Beam Search is an improvement on the greedy strategy. The idea is also very simple, which is to slightly relax the scope of investigation. At each time step, instead of retaining only the 1 word with the highest current probability, num_beams are retained. When num_beams=1, beam search degenerates into greedy search.

The figure below is a practical example. Each time step has a total of 5 possible outputs of ABCDE. The num_beams=2 in the figure means that each time step will retain the two sequences with the best conditional probability up to the current step.

  • In the first time step, A and C are the two optimal ones, so two results are obtained [A],[C], and the other three are discarded;
  • The second step will continue to generate based on these two results. In branch A, 5 candidate words can be obtained, [AA],[AB],[AC],[AD],[AE]and in C, 5 candidate words can be obtained in the same way. At this time, these 10 will be uniformly ranked, and the best two will be retained. , that is, [AB]the sum in the picture [CE];
  • The third step is the same, and the best two will be retained from the new 10 candidates, and finally [ABD],[CED]two results are obtained.

It can be found that the number of candidates that beam search needs to examine at each step is num_beams times that of greedy search, so it is a method of sacrificing time for performance.

6.2  Temperature parameter introduction

Temperature is a parameter used to control the level of creativity of artificial intelligence-generated text. By adjusting the "temperature" you can influence the AI ​​model's probability distribution to make the text more focused or more diverse.
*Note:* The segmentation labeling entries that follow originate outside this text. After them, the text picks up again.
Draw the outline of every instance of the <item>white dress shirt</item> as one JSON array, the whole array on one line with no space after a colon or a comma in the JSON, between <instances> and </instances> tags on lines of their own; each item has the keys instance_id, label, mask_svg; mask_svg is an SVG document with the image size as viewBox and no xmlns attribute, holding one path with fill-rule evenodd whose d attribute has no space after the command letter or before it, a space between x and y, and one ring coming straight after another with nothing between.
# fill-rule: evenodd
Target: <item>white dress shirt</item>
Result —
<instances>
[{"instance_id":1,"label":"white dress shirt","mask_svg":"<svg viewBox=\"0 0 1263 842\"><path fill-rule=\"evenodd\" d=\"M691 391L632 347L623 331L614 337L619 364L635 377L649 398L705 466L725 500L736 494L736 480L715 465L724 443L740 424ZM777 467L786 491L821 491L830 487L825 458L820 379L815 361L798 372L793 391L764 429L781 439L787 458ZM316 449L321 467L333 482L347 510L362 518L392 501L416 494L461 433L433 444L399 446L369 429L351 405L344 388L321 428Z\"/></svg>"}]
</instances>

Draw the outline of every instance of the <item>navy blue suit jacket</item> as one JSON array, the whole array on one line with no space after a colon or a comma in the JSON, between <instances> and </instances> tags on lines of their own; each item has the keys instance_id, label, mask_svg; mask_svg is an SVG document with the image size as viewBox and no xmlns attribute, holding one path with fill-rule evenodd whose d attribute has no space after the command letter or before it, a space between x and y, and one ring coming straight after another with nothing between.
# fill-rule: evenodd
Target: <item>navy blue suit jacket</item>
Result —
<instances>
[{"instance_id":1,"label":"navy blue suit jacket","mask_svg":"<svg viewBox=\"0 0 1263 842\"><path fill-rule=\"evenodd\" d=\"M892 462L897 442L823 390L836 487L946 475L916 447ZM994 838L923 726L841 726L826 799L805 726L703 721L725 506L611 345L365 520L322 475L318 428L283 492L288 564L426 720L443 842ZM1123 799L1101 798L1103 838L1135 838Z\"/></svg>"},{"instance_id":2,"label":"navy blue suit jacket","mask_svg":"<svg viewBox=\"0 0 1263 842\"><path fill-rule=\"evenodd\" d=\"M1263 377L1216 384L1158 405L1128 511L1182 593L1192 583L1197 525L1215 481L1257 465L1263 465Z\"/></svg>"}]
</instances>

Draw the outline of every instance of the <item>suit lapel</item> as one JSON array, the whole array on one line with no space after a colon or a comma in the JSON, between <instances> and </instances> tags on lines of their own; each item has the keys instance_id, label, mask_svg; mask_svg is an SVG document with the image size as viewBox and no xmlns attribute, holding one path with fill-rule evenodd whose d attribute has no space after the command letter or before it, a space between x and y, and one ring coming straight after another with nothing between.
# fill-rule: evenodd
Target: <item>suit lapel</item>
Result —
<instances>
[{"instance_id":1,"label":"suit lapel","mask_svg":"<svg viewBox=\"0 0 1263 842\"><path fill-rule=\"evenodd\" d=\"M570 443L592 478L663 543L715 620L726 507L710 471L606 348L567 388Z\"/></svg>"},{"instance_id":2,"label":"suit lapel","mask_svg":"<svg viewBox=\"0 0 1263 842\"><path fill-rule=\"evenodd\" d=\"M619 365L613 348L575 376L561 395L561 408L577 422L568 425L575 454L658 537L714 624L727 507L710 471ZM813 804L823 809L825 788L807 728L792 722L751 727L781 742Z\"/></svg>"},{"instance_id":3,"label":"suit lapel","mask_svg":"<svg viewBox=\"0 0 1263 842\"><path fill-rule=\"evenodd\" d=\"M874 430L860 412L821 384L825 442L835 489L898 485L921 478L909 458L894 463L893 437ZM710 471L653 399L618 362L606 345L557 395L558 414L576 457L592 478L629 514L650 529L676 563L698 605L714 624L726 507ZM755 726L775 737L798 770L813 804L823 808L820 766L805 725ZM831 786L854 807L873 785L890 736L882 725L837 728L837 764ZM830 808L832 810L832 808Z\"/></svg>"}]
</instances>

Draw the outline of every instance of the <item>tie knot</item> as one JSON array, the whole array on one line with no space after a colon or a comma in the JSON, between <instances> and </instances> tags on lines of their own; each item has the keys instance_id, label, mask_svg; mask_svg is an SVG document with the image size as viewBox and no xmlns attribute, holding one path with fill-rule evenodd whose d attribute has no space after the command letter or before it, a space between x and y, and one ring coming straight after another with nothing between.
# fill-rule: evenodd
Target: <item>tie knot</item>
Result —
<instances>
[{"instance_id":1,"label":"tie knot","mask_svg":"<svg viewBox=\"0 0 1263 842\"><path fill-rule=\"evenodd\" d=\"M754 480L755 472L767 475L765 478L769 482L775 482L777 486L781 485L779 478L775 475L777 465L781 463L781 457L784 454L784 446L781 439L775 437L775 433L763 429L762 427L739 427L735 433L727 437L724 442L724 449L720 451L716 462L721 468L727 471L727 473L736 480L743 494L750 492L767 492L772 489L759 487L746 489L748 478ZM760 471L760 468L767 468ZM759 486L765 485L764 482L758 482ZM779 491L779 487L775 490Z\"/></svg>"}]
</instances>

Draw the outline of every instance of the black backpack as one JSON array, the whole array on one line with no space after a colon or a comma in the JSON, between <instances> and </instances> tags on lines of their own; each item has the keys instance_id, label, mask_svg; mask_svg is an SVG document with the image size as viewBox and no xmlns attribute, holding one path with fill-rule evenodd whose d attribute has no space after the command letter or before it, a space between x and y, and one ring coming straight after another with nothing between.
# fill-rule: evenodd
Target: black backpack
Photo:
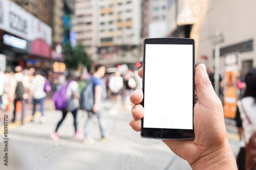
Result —
<instances>
[{"instance_id":1,"label":"black backpack","mask_svg":"<svg viewBox=\"0 0 256 170\"><path fill-rule=\"evenodd\" d=\"M17 86L16 86L15 92L16 99L22 99L23 94L25 93L25 88L23 86L22 82L17 82Z\"/></svg>"},{"instance_id":2,"label":"black backpack","mask_svg":"<svg viewBox=\"0 0 256 170\"><path fill-rule=\"evenodd\" d=\"M82 89L80 97L80 108L87 111L92 111L94 105L94 94L93 79L91 79Z\"/></svg>"}]
</instances>

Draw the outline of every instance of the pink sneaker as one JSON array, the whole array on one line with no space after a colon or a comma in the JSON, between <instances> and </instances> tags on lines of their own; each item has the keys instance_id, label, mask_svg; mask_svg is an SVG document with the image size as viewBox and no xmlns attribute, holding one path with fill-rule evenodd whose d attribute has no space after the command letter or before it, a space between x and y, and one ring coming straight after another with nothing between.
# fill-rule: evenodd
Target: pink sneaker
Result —
<instances>
[{"instance_id":1,"label":"pink sneaker","mask_svg":"<svg viewBox=\"0 0 256 170\"><path fill-rule=\"evenodd\" d=\"M84 137L84 134L80 132L79 131L76 131L75 133L75 135L74 136L76 138L82 139Z\"/></svg>"},{"instance_id":2,"label":"pink sneaker","mask_svg":"<svg viewBox=\"0 0 256 170\"><path fill-rule=\"evenodd\" d=\"M59 140L59 136L58 136L58 134L56 132L52 133L51 134L51 135L50 135L50 137L51 137L51 138L52 139L53 139L53 140L54 140L55 141L57 141L57 140Z\"/></svg>"}]
</instances>

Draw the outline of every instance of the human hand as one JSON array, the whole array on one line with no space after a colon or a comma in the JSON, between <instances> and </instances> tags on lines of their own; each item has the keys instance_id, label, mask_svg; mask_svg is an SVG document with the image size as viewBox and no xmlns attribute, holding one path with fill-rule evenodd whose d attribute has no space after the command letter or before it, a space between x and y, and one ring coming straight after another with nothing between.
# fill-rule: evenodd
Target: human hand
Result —
<instances>
[{"instance_id":1,"label":"human hand","mask_svg":"<svg viewBox=\"0 0 256 170\"><path fill-rule=\"evenodd\" d=\"M142 77L142 69L138 71ZM163 140L177 155L187 160L193 169L237 169L234 156L227 140L223 108L215 93L204 64L195 69L197 100L194 107L194 140ZM140 105L142 91L135 90L130 100L134 119L130 123L136 131L141 128L144 108ZM156 106L157 107L157 106Z\"/></svg>"}]
</instances>

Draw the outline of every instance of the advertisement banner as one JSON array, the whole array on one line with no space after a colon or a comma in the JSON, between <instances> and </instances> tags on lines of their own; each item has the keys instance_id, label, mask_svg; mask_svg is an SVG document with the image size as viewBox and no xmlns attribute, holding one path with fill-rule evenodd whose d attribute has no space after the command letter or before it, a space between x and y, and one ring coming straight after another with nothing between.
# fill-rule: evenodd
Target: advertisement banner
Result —
<instances>
[{"instance_id":1,"label":"advertisement banner","mask_svg":"<svg viewBox=\"0 0 256 170\"><path fill-rule=\"evenodd\" d=\"M52 28L10 0L0 0L0 29L24 39L52 44Z\"/></svg>"},{"instance_id":2,"label":"advertisement banner","mask_svg":"<svg viewBox=\"0 0 256 170\"><path fill-rule=\"evenodd\" d=\"M237 111L237 77L238 71L237 56L230 54L225 56L224 113L225 117L234 118Z\"/></svg>"}]
</instances>

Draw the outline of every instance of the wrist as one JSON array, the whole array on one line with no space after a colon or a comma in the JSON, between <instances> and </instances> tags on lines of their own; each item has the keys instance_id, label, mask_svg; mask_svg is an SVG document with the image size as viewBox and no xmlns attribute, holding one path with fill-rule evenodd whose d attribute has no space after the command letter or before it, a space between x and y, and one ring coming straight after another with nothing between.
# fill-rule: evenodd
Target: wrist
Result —
<instances>
[{"instance_id":1,"label":"wrist","mask_svg":"<svg viewBox=\"0 0 256 170\"><path fill-rule=\"evenodd\" d=\"M233 151L227 139L224 147L201 157L190 166L193 170L238 169Z\"/></svg>"}]
</instances>

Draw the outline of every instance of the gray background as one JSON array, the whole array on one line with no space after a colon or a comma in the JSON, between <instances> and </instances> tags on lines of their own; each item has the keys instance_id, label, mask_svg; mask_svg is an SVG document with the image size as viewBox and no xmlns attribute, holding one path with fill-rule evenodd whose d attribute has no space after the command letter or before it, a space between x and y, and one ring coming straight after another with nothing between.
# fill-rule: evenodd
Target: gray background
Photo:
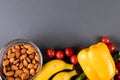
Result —
<instances>
[{"instance_id":1,"label":"gray background","mask_svg":"<svg viewBox=\"0 0 120 80\"><path fill-rule=\"evenodd\" d=\"M84 48L107 35L120 45L120 0L0 0L0 47L16 38L40 48Z\"/></svg>"}]
</instances>

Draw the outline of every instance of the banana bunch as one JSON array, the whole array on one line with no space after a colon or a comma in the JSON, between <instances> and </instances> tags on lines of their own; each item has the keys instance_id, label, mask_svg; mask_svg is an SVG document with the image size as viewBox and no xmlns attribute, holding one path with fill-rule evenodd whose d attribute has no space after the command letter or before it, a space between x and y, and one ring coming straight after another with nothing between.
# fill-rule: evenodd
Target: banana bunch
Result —
<instances>
[{"instance_id":1,"label":"banana bunch","mask_svg":"<svg viewBox=\"0 0 120 80\"><path fill-rule=\"evenodd\" d=\"M73 66L73 64L68 64L63 60L51 60L43 66L42 70L36 75L34 80L49 80L51 76L62 70L73 70ZM63 80L62 78L65 78L65 80L70 80L70 78L76 74L77 73L75 70L70 72L60 72L56 74L52 80Z\"/></svg>"}]
</instances>

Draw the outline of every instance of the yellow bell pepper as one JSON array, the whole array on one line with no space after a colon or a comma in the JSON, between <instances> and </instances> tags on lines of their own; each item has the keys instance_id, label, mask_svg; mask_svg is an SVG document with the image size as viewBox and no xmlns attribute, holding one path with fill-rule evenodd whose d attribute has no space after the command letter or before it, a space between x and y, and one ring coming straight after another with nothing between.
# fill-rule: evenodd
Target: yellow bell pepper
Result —
<instances>
[{"instance_id":1,"label":"yellow bell pepper","mask_svg":"<svg viewBox=\"0 0 120 80\"><path fill-rule=\"evenodd\" d=\"M111 80L115 75L114 60L103 42L82 49L77 58L90 80Z\"/></svg>"}]
</instances>

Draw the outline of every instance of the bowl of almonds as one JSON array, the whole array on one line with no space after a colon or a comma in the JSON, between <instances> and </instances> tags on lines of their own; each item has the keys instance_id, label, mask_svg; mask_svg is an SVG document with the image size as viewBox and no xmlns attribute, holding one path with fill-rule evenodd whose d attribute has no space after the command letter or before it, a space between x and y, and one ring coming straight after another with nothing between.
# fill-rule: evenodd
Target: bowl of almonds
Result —
<instances>
[{"instance_id":1,"label":"bowl of almonds","mask_svg":"<svg viewBox=\"0 0 120 80\"><path fill-rule=\"evenodd\" d=\"M32 80L43 64L40 49L25 39L8 42L0 50L0 60L3 80Z\"/></svg>"}]
</instances>

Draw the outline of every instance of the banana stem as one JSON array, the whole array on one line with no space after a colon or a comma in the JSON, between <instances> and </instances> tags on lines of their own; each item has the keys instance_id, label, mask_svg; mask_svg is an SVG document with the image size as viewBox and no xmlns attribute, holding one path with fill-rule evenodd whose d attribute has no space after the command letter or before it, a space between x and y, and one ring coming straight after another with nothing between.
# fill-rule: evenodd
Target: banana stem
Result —
<instances>
[{"instance_id":1,"label":"banana stem","mask_svg":"<svg viewBox=\"0 0 120 80\"><path fill-rule=\"evenodd\" d=\"M75 76L75 75L77 75L77 72L76 72L76 70L73 70L69 74L70 74L70 76Z\"/></svg>"}]
</instances>

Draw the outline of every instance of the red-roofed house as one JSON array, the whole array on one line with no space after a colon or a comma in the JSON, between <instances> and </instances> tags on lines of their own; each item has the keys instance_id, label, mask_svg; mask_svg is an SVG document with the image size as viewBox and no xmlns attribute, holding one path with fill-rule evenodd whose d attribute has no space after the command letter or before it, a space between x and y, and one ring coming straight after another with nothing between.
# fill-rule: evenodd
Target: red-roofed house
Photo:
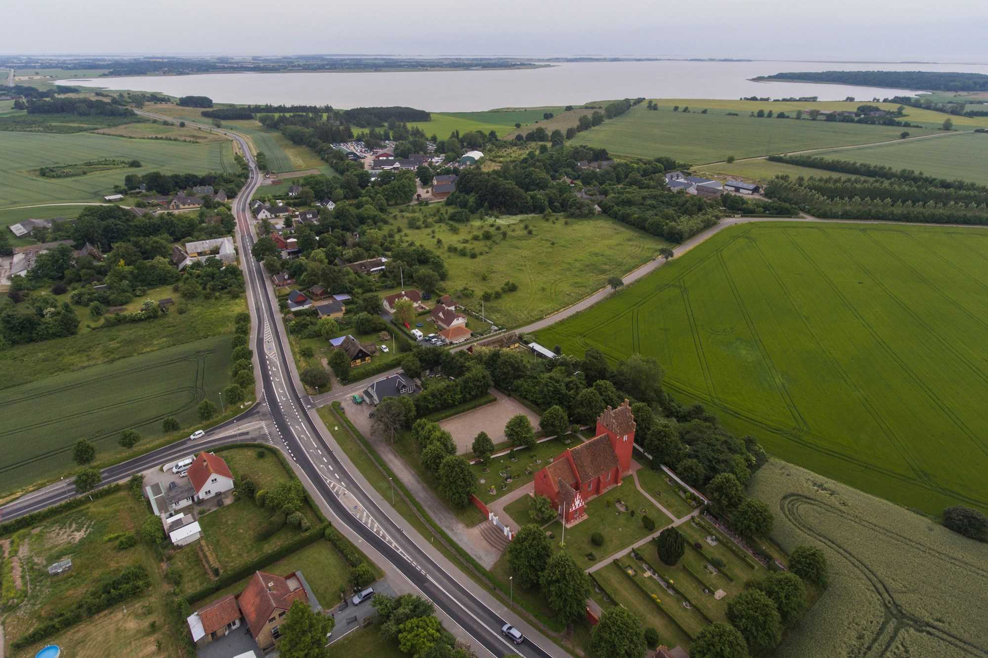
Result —
<instances>
[{"instance_id":1,"label":"red-roofed house","mask_svg":"<svg viewBox=\"0 0 988 658\"><path fill-rule=\"evenodd\" d=\"M627 400L597 419L597 436L567 449L535 473L535 495L545 496L571 525L586 517L588 500L618 486L631 470L634 416Z\"/></svg>"},{"instance_id":2,"label":"red-roofed house","mask_svg":"<svg viewBox=\"0 0 988 658\"><path fill-rule=\"evenodd\" d=\"M442 329L449 329L450 327L456 326L466 326L466 316L457 313L454 310L447 308L443 304L436 304L433 308L432 313L433 322L436 323Z\"/></svg>"},{"instance_id":3,"label":"red-roofed house","mask_svg":"<svg viewBox=\"0 0 988 658\"><path fill-rule=\"evenodd\" d=\"M239 595L230 594L201 608L186 619L193 641L198 648L225 636L241 621L247 623L257 645L267 651L275 646L291 604L301 601L321 611L319 602L306 590L300 571L288 576L276 576L255 571L247 587Z\"/></svg>"},{"instance_id":4,"label":"red-roofed house","mask_svg":"<svg viewBox=\"0 0 988 658\"><path fill-rule=\"evenodd\" d=\"M186 621L189 622L193 642L197 647L202 647L229 634L234 628L239 628L240 617L237 598L230 594L205 608L200 608L190 615Z\"/></svg>"},{"instance_id":5,"label":"red-roofed house","mask_svg":"<svg viewBox=\"0 0 988 658\"><path fill-rule=\"evenodd\" d=\"M244 620L262 649L275 645L278 626L295 601L308 601L297 573L287 577L257 571L237 599Z\"/></svg>"},{"instance_id":6,"label":"red-roofed house","mask_svg":"<svg viewBox=\"0 0 988 658\"><path fill-rule=\"evenodd\" d=\"M233 473L223 458L212 452L200 452L189 466L189 481L196 489L196 498L206 500L233 489Z\"/></svg>"}]
</instances>

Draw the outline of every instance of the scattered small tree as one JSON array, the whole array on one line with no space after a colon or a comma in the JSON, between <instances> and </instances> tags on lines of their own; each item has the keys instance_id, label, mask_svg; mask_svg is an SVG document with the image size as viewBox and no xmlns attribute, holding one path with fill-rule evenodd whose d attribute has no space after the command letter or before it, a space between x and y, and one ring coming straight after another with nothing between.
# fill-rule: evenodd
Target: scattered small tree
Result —
<instances>
[{"instance_id":1,"label":"scattered small tree","mask_svg":"<svg viewBox=\"0 0 988 658\"><path fill-rule=\"evenodd\" d=\"M481 432L473 440L470 450L481 461L487 463L491 460L491 453L494 452L494 442L491 441L486 432Z\"/></svg>"},{"instance_id":2,"label":"scattered small tree","mask_svg":"<svg viewBox=\"0 0 988 658\"><path fill-rule=\"evenodd\" d=\"M549 558L539 584L549 608L563 623L572 623L586 615L590 577L568 553L560 551Z\"/></svg>"},{"instance_id":3,"label":"scattered small tree","mask_svg":"<svg viewBox=\"0 0 988 658\"><path fill-rule=\"evenodd\" d=\"M659 559L663 564L672 566L680 561L683 553L686 552L686 539L680 532L673 527L669 527L659 533L657 541Z\"/></svg>"},{"instance_id":4,"label":"scattered small tree","mask_svg":"<svg viewBox=\"0 0 988 658\"><path fill-rule=\"evenodd\" d=\"M597 658L641 658L645 653L641 619L621 606L609 608L594 626L590 650Z\"/></svg>"},{"instance_id":5,"label":"scattered small tree","mask_svg":"<svg viewBox=\"0 0 988 658\"><path fill-rule=\"evenodd\" d=\"M216 415L216 405L213 404L212 400L203 400L199 403L197 410L199 411L199 419L202 421L212 420L213 416Z\"/></svg>"},{"instance_id":6,"label":"scattered small tree","mask_svg":"<svg viewBox=\"0 0 988 658\"><path fill-rule=\"evenodd\" d=\"M545 533L535 524L522 526L508 544L508 566L524 589L538 583L551 556L552 546Z\"/></svg>"},{"instance_id":7,"label":"scattered small tree","mask_svg":"<svg viewBox=\"0 0 988 658\"><path fill-rule=\"evenodd\" d=\"M469 462L461 456L451 454L439 466L439 488L456 508L470 504L470 496L477 490L477 476Z\"/></svg>"},{"instance_id":8,"label":"scattered small tree","mask_svg":"<svg viewBox=\"0 0 988 658\"><path fill-rule=\"evenodd\" d=\"M532 429L529 417L525 414L512 416L508 424L504 426L504 435L519 448L532 448L535 445L535 433Z\"/></svg>"},{"instance_id":9,"label":"scattered small tree","mask_svg":"<svg viewBox=\"0 0 988 658\"><path fill-rule=\"evenodd\" d=\"M782 640L782 620L776 604L761 590L745 590L727 604L727 619L741 631L748 647L768 652Z\"/></svg>"},{"instance_id":10,"label":"scattered small tree","mask_svg":"<svg viewBox=\"0 0 988 658\"><path fill-rule=\"evenodd\" d=\"M140 434L136 430L124 430L121 432L120 444L124 448L130 450L140 441Z\"/></svg>"},{"instance_id":11,"label":"scattered small tree","mask_svg":"<svg viewBox=\"0 0 988 658\"><path fill-rule=\"evenodd\" d=\"M569 417L559 405L553 405L542 414L538 426L546 437L559 437L569 432Z\"/></svg>"},{"instance_id":12,"label":"scattered small tree","mask_svg":"<svg viewBox=\"0 0 988 658\"><path fill-rule=\"evenodd\" d=\"M103 481L98 468L86 468L75 476L75 490L79 493L92 491ZM157 518L157 517L155 517ZM161 528L161 520L158 520L158 528Z\"/></svg>"},{"instance_id":13,"label":"scattered small tree","mask_svg":"<svg viewBox=\"0 0 988 658\"><path fill-rule=\"evenodd\" d=\"M988 517L969 507L955 505L944 510L944 526L968 538L988 541Z\"/></svg>"},{"instance_id":14,"label":"scattered small tree","mask_svg":"<svg viewBox=\"0 0 988 658\"><path fill-rule=\"evenodd\" d=\"M827 556L816 546L796 546L789 553L789 571L810 585L827 587Z\"/></svg>"},{"instance_id":15,"label":"scattered small tree","mask_svg":"<svg viewBox=\"0 0 988 658\"><path fill-rule=\"evenodd\" d=\"M749 655L744 635L723 621L703 626L690 645L692 658L748 658Z\"/></svg>"},{"instance_id":16,"label":"scattered small tree","mask_svg":"<svg viewBox=\"0 0 988 658\"><path fill-rule=\"evenodd\" d=\"M159 524L160 525L160 524ZM284 658L316 658L326 655L326 635L336 625L332 615L321 615L308 602L295 601L278 630L278 654Z\"/></svg>"},{"instance_id":17,"label":"scattered small tree","mask_svg":"<svg viewBox=\"0 0 988 658\"><path fill-rule=\"evenodd\" d=\"M75 442L75 447L72 449L72 458L79 465L89 463L96 458L96 446L85 439L80 439Z\"/></svg>"}]
</instances>

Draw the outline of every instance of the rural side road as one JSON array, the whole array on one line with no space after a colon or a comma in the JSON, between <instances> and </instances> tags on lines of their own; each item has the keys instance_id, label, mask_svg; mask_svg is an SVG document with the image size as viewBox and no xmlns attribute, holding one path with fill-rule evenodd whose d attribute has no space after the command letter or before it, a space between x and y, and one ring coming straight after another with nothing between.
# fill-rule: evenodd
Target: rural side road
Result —
<instances>
[{"instance_id":1,"label":"rural side road","mask_svg":"<svg viewBox=\"0 0 988 658\"><path fill-rule=\"evenodd\" d=\"M737 224L747 224L757 221L805 221L805 222L829 222L829 223L841 223L841 224L899 224L902 225L906 222L902 221L887 221L879 219L821 219L819 217L813 217L808 214L803 214L801 217L733 217L731 219L722 219L715 226L707 228L701 233L694 235L692 238L679 245L673 249L673 254L678 258L683 254L687 253L694 247L706 242L708 239L719 233L720 231L728 228L730 226L735 226ZM971 224L934 224L934 223L922 223L922 222L908 222L910 226L953 226L959 228L988 228L988 226L972 226ZM655 270L661 268L666 264L665 259L661 256L653 261L649 261L644 265L638 267L635 270L627 273L621 277L621 281L624 282L624 286L634 283L644 277L647 274L651 274ZM614 290L611 288L602 288L590 296L580 299L576 303L563 308L562 310L556 311L551 315L546 315L540 320L535 320L532 324L528 324L524 327L519 327L516 331L520 334L528 334L534 331L538 331L539 329L544 329L545 327L555 324L560 320L564 320L571 315L576 315L582 310L586 310L596 304L599 301L603 301L608 297Z\"/></svg>"}]
</instances>

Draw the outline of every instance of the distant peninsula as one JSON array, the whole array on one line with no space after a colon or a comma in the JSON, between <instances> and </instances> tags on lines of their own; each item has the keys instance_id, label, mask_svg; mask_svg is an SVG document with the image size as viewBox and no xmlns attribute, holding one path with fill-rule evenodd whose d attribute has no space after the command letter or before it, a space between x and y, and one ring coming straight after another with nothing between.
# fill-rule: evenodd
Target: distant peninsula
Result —
<instances>
[{"instance_id":1,"label":"distant peninsula","mask_svg":"<svg viewBox=\"0 0 988 658\"><path fill-rule=\"evenodd\" d=\"M984 73L941 71L801 71L760 75L756 82L823 82L864 87L889 87L917 91L988 91Z\"/></svg>"}]
</instances>

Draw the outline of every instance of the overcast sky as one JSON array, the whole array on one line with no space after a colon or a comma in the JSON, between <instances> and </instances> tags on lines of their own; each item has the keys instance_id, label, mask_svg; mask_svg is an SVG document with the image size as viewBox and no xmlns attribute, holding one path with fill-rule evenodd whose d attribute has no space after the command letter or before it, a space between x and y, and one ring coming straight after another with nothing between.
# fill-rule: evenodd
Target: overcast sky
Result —
<instances>
[{"instance_id":1,"label":"overcast sky","mask_svg":"<svg viewBox=\"0 0 988 658\"><path fill-rule=\"evenodd\" d=\"M0 52L988 61L988 2L32 0Z\"/></svg>"}]
</instances>

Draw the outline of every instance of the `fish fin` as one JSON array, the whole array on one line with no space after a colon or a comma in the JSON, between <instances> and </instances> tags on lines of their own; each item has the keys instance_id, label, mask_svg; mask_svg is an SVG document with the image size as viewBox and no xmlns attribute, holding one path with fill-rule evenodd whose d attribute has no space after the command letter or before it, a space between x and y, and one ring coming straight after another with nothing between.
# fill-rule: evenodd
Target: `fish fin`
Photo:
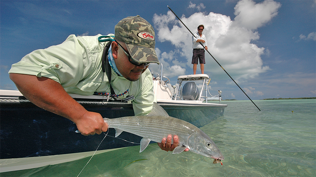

Consider the following example: an AI model must complete the sentence "A cat is ____." The next word has the following token probability:

Play: 0.5

Sleep: 0.25

Eat: 0.15

Driving: 0.05

Fly: 0.05

  • Low temperature (e.g. 0.2): The AI ​​model becomes more focused and deterministic, choosing the tag with the highest probability, such as "play".
  • Medium temperature (e.g. 1.0): The AI ​​model maintains a balance between creativity and focus, selecting markers based on probability and without obvious biases such as "play", "sleep" or "eat".
  • High temperature (e.g. 2.0): The AI ​​model becomes more adventurous, increasing the chance of choosing unlikely tags, such as "drive" and "fly".

If the temperature is lower, the probability of sampling other classes than the one with the highest log probability will be small, and the model may output the most correct text, but rather boringly with less variation.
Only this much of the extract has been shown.